From 1929 to 1936, the 12-station Don Lee Network was affiliated with Columbia Broadcasting System. This venture was known as the Don Lee-Columbia Network. However, in 1936, CBS purchased KNX, along with some other West Coast stations. It also forged some new West Coast network alliances. This led to the Don Lee Network, now run by son Tommy Lee, to end its affiliation with CBS. Instead, on December 30, 1936, it became an affiliate of the Mutual Network. The two networks were known in newspaper ads as Don Lee-Mutual. Don Lee programs were offered to affiliates when Mutual had vacant time slots. The Don Lee Network was sold to ABC Radio on April 26, 1959. Programs became part of ABC.

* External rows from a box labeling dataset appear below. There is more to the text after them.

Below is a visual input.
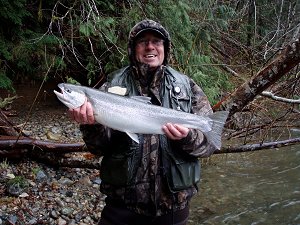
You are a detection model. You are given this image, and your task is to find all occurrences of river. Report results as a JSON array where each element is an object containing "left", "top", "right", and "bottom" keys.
[{"left": 188, "top": 142, "right": 300, "bottom": 225}]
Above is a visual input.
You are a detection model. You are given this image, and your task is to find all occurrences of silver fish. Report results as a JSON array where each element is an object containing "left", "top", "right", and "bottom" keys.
[{"left": 54, "top": 83, "right": 228, "bottom": 149}]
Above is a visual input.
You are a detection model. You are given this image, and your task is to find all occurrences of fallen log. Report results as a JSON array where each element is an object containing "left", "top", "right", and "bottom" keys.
[{"left": 215, "top": 138, "right": 300, "bottom": 154}]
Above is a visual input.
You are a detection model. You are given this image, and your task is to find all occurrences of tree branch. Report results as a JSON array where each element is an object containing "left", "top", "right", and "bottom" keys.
[
  {"left": 215, "top": 138, "right": 300, "bottom": 154},
  {"left": 260, "top": 91, "right": 300, "bottom": 104}
]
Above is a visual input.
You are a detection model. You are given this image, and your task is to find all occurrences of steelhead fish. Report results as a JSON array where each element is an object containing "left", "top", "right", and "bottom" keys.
[{"left": 54, "top": 83, "right": 228, "bottom": 149}]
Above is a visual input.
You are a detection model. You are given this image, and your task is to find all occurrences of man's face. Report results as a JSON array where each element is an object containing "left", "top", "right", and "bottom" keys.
[{"left": 135, "top": 32, "right": 165, "bottom": 69}]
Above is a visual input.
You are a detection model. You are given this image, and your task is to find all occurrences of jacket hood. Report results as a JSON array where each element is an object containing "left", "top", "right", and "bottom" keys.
[{"left": 128, "top": 19, "right": 171, "bottom": 65}]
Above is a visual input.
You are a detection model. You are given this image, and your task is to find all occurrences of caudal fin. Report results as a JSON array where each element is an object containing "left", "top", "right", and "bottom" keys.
[{"left": 205, "top": 111, "right": 229, "bottom": 150}]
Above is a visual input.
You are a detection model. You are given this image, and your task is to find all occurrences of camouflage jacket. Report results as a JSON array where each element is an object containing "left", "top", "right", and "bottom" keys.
[{"left": 81, "top": 66, "right": 216, "bottom": 215}]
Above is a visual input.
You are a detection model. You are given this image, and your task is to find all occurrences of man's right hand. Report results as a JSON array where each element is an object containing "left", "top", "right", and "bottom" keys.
[{"left": 69, "top": 100, "right": 95, "bottom": 124}]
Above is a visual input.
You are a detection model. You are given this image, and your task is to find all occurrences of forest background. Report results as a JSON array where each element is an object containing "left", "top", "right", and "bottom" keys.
[{"left": 0, "top": 0, "right": 300, "bottom": 151}]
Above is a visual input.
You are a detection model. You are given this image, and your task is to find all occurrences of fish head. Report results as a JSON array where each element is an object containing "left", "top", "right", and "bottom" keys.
[{"left": 54, "top": 83, "right": 86, "bottom": 109}]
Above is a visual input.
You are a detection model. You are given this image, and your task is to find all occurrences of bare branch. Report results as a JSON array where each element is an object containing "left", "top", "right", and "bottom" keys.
[
  {"left": 260, "top": 91, "right": 300, "bottom": 104},
  {"left": 215, "top": 138, "right": 300, "bottom": 154}
]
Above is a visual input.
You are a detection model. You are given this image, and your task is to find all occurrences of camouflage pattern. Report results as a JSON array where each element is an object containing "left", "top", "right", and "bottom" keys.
[
  {"left": 128, "top": 20, "right": 171, "bottom": 65},
  {"left": 80, "top": 20, "right": 216, "bottom": 216}
]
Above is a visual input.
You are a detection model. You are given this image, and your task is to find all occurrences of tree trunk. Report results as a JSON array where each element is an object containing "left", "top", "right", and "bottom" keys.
[{"left": 214, "top": 37, "right": 300, "bottom": 118}]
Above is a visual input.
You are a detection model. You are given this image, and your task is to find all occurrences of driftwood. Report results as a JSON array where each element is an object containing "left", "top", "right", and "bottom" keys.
[
  {"left": 0, "top": 39, "right": 300, "bottom": 165},
  {"left": 215, "top": 138, "right": 300, "bottom": 154}
]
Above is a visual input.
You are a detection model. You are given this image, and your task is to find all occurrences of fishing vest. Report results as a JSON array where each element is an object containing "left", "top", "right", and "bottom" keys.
[{"left": 100, "top": 67, "right": 200, "bottom": 192}]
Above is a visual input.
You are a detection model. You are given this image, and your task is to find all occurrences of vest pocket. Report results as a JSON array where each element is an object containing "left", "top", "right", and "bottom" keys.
[
  {"left": 100, "top": 139, "right": 141, "bottom": 186},
  {"left": 100, "top": 154, "right": 128, "bottom": 186},
  {"left": 169, "top": 159, "right": 200, "bottom": 191}
]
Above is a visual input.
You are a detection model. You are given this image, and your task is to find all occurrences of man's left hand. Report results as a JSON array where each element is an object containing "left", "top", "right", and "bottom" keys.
[{"left": 162, "top": 123, "right": 189, "bottom": 140}]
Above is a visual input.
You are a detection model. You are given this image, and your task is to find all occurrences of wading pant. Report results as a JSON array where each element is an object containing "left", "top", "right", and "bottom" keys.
[{"left": 99, "top": 203, "right": 189, "bottom": 225}]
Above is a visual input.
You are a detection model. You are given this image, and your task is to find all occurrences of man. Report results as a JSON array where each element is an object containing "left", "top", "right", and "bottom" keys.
[{"left": 70, "top": 20, "right": 216, "bottom": 225}]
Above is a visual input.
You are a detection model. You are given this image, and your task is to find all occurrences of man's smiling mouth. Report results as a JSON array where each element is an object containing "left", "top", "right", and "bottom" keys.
[{"left": 144, "top": 54, "right": 156, "bottom": 59}]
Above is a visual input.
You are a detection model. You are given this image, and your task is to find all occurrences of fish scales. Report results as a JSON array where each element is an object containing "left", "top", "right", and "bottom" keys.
[{"left": 54, "top": 83, "right": 228, "bottom": 149}]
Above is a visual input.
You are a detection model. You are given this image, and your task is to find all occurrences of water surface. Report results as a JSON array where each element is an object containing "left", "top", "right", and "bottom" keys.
[{"left": 189, "top": 145, "right": 300, "bottom": 225}]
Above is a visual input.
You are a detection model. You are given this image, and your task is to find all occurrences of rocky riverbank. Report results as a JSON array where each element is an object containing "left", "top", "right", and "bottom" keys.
[{"left": 0, "top": 106, "right": 104, "bottom": 225}]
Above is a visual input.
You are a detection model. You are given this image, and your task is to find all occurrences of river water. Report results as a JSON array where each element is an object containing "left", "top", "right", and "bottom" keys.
[{"left": 189, "top": 142, "right": 300, "bottom": 225}]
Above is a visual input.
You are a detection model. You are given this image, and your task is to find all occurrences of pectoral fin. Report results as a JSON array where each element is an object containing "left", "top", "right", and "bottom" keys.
[{"left": 126, "top": 132, "right": 140, "bottom": 143}]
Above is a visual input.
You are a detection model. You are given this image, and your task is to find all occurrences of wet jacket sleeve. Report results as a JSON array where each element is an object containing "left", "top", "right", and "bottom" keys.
[{"left": 171, "top": 79, "right": 217, "bottom": 157}]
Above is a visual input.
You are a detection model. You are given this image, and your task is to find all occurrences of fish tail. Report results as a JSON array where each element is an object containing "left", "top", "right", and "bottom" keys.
[{"left": 205, "top": 111, "right": 229, "bottom": 150}]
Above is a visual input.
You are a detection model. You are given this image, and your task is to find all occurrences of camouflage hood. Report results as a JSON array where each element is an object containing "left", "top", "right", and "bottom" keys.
[{"left": 128, "top": 19, "right": 171, "bottom": 65}]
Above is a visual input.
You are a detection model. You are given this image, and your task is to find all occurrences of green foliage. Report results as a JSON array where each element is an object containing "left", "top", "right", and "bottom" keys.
[
  {"left": 0, "top": 0, "right": 292, "bottom": 103},
  {"left": 0, "top": 68, "right": 14, "bottom": 91}
]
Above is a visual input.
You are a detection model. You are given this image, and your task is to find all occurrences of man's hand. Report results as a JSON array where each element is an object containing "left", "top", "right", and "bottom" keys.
[
  {"left": 162, "top": 123, "right": 189, "bottom": 140},
  {"left": 69, "top": 100, "right": 95, "bottom": 124}
]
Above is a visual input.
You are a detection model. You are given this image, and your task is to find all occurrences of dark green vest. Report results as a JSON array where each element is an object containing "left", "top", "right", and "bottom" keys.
[{"left": 101, "top": 67, "right": 200, "bottom": 192}]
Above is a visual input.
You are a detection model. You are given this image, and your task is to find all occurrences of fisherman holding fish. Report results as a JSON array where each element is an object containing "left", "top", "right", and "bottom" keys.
[{"left": 64, "top": 20, "right": 227, "bottom": 225}]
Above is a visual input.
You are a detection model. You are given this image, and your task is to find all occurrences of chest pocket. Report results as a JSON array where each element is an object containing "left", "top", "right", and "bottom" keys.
[{"left": 169, "top": 82, "right": 191, "bottom": 113}]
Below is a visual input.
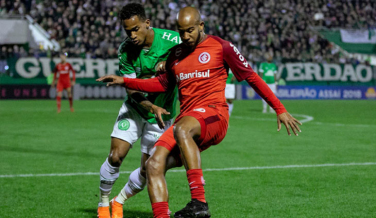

In 1931 Lee was granted a license to begin experimental television broadcasts with station W6XAO in Los Angeles. The station later became KTSL, KNXT and is currently KCBS-TV, the flagship West Coast station for the CBS television network. The ridge above the Hollywood sign, where Lee established his transmitter, is still known as "Mount Lee".

One of the former call letters of the Don Lee affiliated outlets, KDON at Salinas-Monterey, California, is now used by its FM sister station, which is owned by iHeartMedia.

Lee died in Los Angeles, California, aged 54.